Delays in persuading farmers and others to sell the land he needs for the developments in the states of Jharkand and Orissa are “unacceptable”, the chairman and main owner of the ArcelorMittal steel company told the FT.
“If we cannot make progress in these two sites we will have to abandon the idea of starting the projects there and look for other places in India for our expansion,” Mr Mittal said.
Although Mr Mittal said he was still committed to building at least one steel plant in India, abandoning his plan to have two sites producing between them about 24m tonnes of steel a year by around 2015 would be a big blow.

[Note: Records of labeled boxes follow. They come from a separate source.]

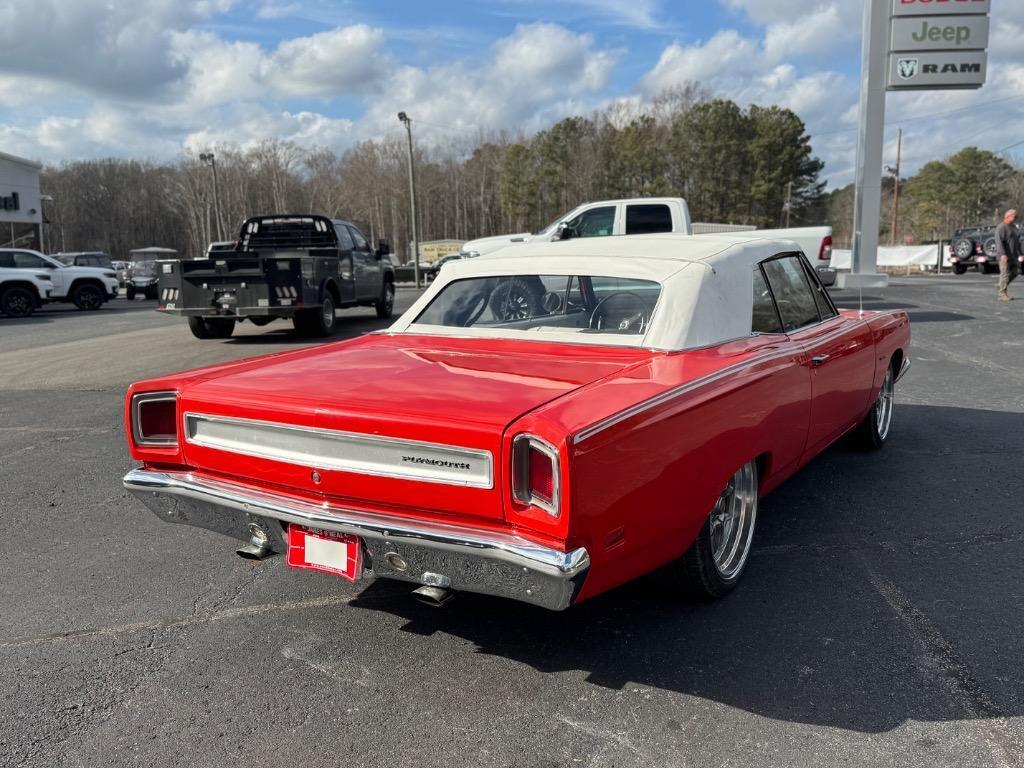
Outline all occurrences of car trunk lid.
[181,335,649,519]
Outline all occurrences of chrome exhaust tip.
[234,522,274,560]
[413,585,455,608]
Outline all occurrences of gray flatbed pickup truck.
[157,214,394,339]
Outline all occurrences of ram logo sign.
[888,51,987,90]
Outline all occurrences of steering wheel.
[590,291,647,334]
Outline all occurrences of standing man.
[995,208,1021,301]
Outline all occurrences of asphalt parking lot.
[0,274,1024,768]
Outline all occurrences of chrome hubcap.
[874,368,896,440]
[711,462,758,581]
[7,293,32,316]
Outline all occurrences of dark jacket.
[995,221,1021,259]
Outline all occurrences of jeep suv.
[0,248,118,310]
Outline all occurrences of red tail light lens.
[512,434,559,517]
[818,234,831,261]
[528,447,555,504]
[131,392,178,445]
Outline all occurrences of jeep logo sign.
[890,16,988,51]
[888,51,987,89]
[893,0,991,16]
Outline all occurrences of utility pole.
[886,128,903,246]
[199,152,224,241]
[398,112,420,288]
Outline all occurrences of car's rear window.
[414,274,662,335]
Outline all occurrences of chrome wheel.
[0,288,36,317]
[710,462,758,581]
[874,366,896,440]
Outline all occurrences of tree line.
[41,85,1024,260]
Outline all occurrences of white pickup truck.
[460,198,836,286]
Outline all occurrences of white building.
[0,152,43,250]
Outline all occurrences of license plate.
[287,523,362,582]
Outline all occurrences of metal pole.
[210,153,224,241]
[889,128,903,246]
[840,0,891,288]
[398,112,420,288]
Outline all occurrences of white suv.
[0,248,118,309]
[0,267,53,317]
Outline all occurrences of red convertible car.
[124,234,909,609]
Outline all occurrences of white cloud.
[362,24,618,137]
[260,25,385,96]
[256,0,302,18]
[0,0,233,97]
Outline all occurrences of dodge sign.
[893,0,991,16]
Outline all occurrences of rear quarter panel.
[510,337,810,599]
[867,309,910,403]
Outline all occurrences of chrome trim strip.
[572,349,797,445]
[184,412,494,489]
[131,391,178,447]
[124,469,590,609]
[572,315,868,445]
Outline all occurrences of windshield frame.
[401,269,666,347]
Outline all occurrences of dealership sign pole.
[840,0,991,288]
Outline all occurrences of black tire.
[949,238,974,261]
[853,361,896,451]
[0,286,36,317]
[292,293,337,336]
[374,280,394,319]
[981,238,999,259]
[188,317,234,339]
[669,461,760,599]
[71,283,106,312]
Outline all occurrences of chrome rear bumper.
[124,469,590,610]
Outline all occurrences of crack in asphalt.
[864,562,1024,768]
[0,595,356,650]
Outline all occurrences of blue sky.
[0,0,1024,184]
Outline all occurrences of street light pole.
[199,152,224,241]
[39,195,53,253]
[398,112,420,288]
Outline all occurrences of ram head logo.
[896,58,921,80]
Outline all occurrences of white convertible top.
[390,232,800,350]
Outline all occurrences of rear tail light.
[131,392,178,445]
[512,434,559,517]
[818,234,831,261]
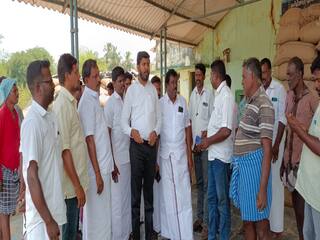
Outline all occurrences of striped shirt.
[234,86,274,155]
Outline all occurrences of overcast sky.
[0,0,155,61]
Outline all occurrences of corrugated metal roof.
[18,0,252,46]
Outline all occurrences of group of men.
[0,52,320,240]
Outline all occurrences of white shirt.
[104,91,130,164]
[121,81,161,140]
[208,81,235,163]
[266,79,287,143]
[78,87,113,176]
[20,101,66,233]
[160,94,190,158]
[189,87,214,144]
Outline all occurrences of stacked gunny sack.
[273,4,320,81]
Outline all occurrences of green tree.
[103,43,121,71]
[7,47,56,86]
[121,51,134,71]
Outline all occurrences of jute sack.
[280,8,302,26]
[276,24,300,44]
[273,41,317,66]
[272,62,312,81]
[300,4,320,26]
[300,21,320,44]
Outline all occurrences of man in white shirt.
[78,59,114,240]
[199,60,235,240]
[53,53,89,240]
[260,58,287,236]
[121,52,161,240]
[20,61,66,240]
[189,63,214,235]
[159,69,193,240]
[104,67,131,240]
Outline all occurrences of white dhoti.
[153,180,161,233]
[269,137,285,233]
[83,174,111,240]
[160,150,193,240]
[111,163,132,240]
[23,222,62,240]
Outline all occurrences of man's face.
[242,67,255,97]
[137,58,150,82]
[7,84,19,105]
[40,68,54,105]
[312,69,320,96]
[167,76,178,98]
[114,75,125,96]
[287,64,303,90]
[86,67,101,92]
[67,64,80,91]
[194,69,206,88]
[261,64,271,88]
[153,82,161,97]
[211,70,219,89]
[124,78,132,92]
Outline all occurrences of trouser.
[130,140,157,240]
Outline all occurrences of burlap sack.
[300,4,320,26]
[300,21,320,44]
[273,41,317,66]
[272,62,312,81]
[280,8,302,26]
[276,24,300,44]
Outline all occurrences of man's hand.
[199,138,209,150]
[96,172,104,194]
[257,191,267,211]
[46,218,60,240]
[272,144,279,163]
[112,164,120,183]
[75,185,86,208]
[286,113,307,132]
[148,131,158,147]
[131,129,143,144]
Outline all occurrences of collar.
[31,100,48,117]
[194,86,207,96]
[59,86,76,102]
[216,81,227,95]
[248,84,264,103]
[84,86,99,98]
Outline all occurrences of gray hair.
[242,57,262,83]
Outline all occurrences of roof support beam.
[38,0,197,47]
[144,0,214,29]
[168,0,261,28]
[151,0,186,39]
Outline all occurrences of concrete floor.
[11,189,298,240]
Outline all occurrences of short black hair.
[151,76,161,84]
[242,57,262,82]
[165,69,178,85]
[0,76,7,83]
[211,60,226,81]
[58,53,78,86]
[288,57,304,76]
[107,82,114,90]
[226,74,232,88]
[310,56,320,73]
[137,51,150,65]
[82,59,98,82]
[124,72,132,80]
[111,66,124,81]
[27,60,50,93]
[194,63,206,76]
[260,58,271,69]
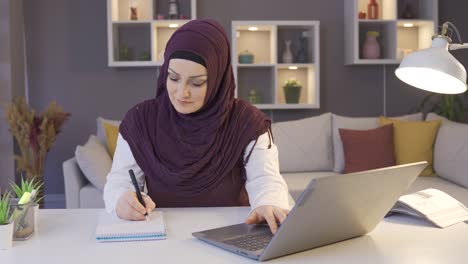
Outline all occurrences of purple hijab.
[120,19,271,206]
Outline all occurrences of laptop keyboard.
[224,231,273,251]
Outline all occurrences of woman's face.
[166,59,208,114]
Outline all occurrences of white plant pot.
[0,222,14,250]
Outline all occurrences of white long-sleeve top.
[104,132,290,213]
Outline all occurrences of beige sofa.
[63,113,468,208]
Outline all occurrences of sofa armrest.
[62,157,88,208]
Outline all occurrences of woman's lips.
[177,99,192,106]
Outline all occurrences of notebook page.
[96,211,166,241]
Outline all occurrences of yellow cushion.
[102,122,119,158]
[379,117,441,176]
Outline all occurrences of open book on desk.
[96,211,166,242]
[387,189,468,228]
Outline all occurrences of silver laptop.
[192,161,428,261]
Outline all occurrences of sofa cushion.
[80,184,104,208]
[427,113,468,188]
[339,124,395,173]
[96,117,122,148]
[272,113,333,172]
[406,176,468,206]
[281,171,338,201]
[332,113,422,173]
[75,135,112,190]
[379,117,440,176]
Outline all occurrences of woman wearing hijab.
[104,19,290,233]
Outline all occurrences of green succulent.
[0,192,11,225]
[284,79,301,87]
[10,177,44,203]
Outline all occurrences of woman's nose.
[182,85,190,97]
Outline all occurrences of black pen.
[128,169,149,221]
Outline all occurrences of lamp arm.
[449,43,468,50]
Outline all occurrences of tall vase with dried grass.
[6,97,70,207]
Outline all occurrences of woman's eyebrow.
[169,68,207,78]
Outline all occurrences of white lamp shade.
[395,38,467,94]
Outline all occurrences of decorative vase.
[283,85,302,104]
[362,31,380,59]
[401,1,416,19]
[0,221,14,250]
[367,0,379,19]
[247,89,260,104]
[239,50,254,64]
[297,31,308,63]
[10,198,35,241]
[169,0,179,19]
[282,40,293,63]
[130,1,138,20]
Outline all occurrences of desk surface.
[0,207,468,264]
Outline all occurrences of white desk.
[0,207,468,264]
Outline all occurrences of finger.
[127,197,146,214]
[264,211,278,234]
[245,211,258,225]
[273,208,286,223]
[143,196,156,213]
[130,210,145,221]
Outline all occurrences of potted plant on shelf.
[0,192,13,249]
[7,97,70,207]
[283,78,302,104]
[10,177,44,231]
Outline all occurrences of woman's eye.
[192,82,205,87]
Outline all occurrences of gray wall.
[24,0,468,198]
[0,0,25,190]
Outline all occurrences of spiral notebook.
[96,211,166,242]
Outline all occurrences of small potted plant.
[0,192,13,249]
[10,177,44,231]
[283,79,302,104]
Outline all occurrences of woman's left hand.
[245,205,289,234]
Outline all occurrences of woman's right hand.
[115,191,156,220]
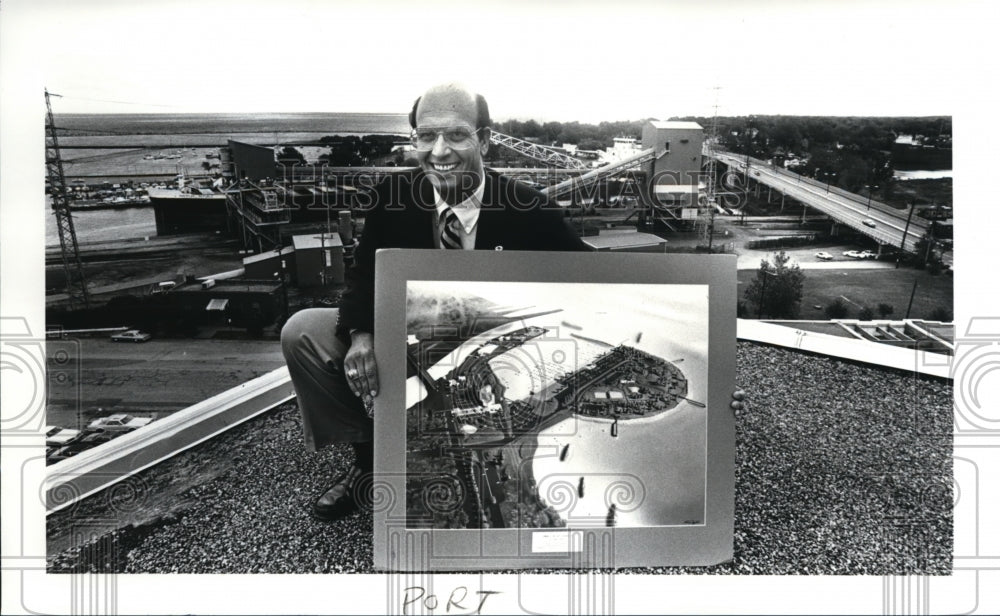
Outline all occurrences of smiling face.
[416,86,490,204]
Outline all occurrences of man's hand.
[344,331,378,398]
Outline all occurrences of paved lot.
[47,336,284,428]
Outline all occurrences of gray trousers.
[281,308,372,451]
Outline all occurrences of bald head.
[410,84,490,205]
[409,83,490,129]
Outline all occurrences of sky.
[0,0,1000,122]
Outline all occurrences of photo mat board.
[372,250,736,571]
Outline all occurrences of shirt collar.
[432,179,486,233]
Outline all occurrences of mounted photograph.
[373,250,735,569]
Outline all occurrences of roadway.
[47,334,285,428]
[707,151,930,252]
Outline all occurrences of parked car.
[45,426,80,447]
[45,432,115,462]
[111,329,152,342]
[87,413,153,432]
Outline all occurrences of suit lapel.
[476,169,506,250]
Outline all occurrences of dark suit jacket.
[337,169,589,339]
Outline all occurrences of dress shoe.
[312,466,362,521]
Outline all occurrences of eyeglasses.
[410,126,482,151]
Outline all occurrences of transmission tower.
[697,86,719,251]
[45,90,90,308]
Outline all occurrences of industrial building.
[642,120,705,220]
[169,279,285,329]
[292,233,344,287]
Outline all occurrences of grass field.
[737,268,954,319]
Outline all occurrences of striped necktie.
[440,207,462,250]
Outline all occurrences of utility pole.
[45,89,90,308]
[896,201,917,269]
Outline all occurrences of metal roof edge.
[736,319,952,379]
[42,367,295,515]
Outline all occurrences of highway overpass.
[705,149,930,252]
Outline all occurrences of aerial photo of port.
[406,281,709,528]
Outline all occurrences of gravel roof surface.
[47,342,953,575]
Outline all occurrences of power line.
[49,92,181,109]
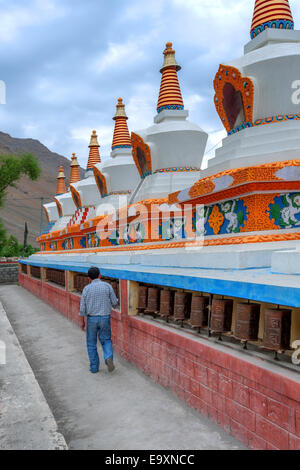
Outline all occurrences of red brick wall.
[20,274,300,450]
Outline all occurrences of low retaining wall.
[0,258,19,284]
[19,273,300,450]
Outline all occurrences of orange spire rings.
[70,153,80,184]
[56,166,67,196]
[157,42,184,113]
[251,0,294,39]
[112,98,131,150]
[86,131,101,170]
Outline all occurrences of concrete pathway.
[0,285,244,450]
[0,304,67,450]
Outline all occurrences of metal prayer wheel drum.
[138,286,148,313]
[110,281,119,298]
[210,299,233,333]
[159,289,174,317]
[145,287,160,313]
[234,303,260,341]
[263,309,292,351]
[174,292,189,320]
[190,294,209,328]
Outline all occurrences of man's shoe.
[105,359,115,372]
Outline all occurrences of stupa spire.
[157,42,184,113]
[251,0,294,39]
[70,153,80,184]
[86,131,101,170]
[112,98,131,150]
[56,166,67,196]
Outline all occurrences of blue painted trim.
[19,260,300,308]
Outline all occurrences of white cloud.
[0,0,64,42]
[126,83,158,131]
[184,93,204,111]
[93,40,144,73]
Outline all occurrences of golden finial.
[113,98,128,121]
[160,42,181,72]
[57,166,65,179]
[71,153,79,166]
[89,131,100,147]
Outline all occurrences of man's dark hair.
[88,268,100,281]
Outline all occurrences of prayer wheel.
[210,299,233,333]
[190,294,209,328]
[110,281,119,298]
[234,303,260,341]
[174,292,188,320]
[137,286,148,313]
[159,289,174,317]
[263,308,292,351]
[145,287,160,313]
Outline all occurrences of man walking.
[79,268,118,374]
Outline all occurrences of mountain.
[0,132,84,246]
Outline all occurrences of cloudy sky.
[0,0,300,166]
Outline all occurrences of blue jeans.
[86,315,113,372]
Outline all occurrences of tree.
[0,153,41,206]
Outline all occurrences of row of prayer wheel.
[30,266,42,279]
[47,268,66,287]
[138,285,291,351]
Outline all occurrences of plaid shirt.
[79,279,118,317]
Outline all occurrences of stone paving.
[0,285,245,450]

It would delay by several years his plans to have a sizeable presence in India.
Mr Mittal, whose company is the world’s biggest steelmaker but has very little presence in India, said people there had to be “educated” into supporting gradual industrialisation, including the need to build steel plants on agricultural land.
Persuading individuals to release land for development has long been a political problem for India, leading to government efforts to make it easier for industrialists to buy land.
India is well behind China in terms of steelmaking. Last year, it produced 55m tonnes. slightly more than a tenth of Chinese production.
In spite of this, India is already the world’s fifth-biggest country in terms of steel output. Mr Mittal, whose company has been working on its planned Indian plants for more than two years, thinks that by 2020 India will be making four times as much steel as it does now.
Even though this year world steel output is likely to be 10-15 per cent down on last year as a result of the recession, in India 2009 production is expected to be well ahead of last year’s.
ArcelorMittal said that if it decided to abandon plans for the two sites, for which preparatory work has been under way for two years, the financial effect would be “negligible” since no land had so far been acquired and no building work done.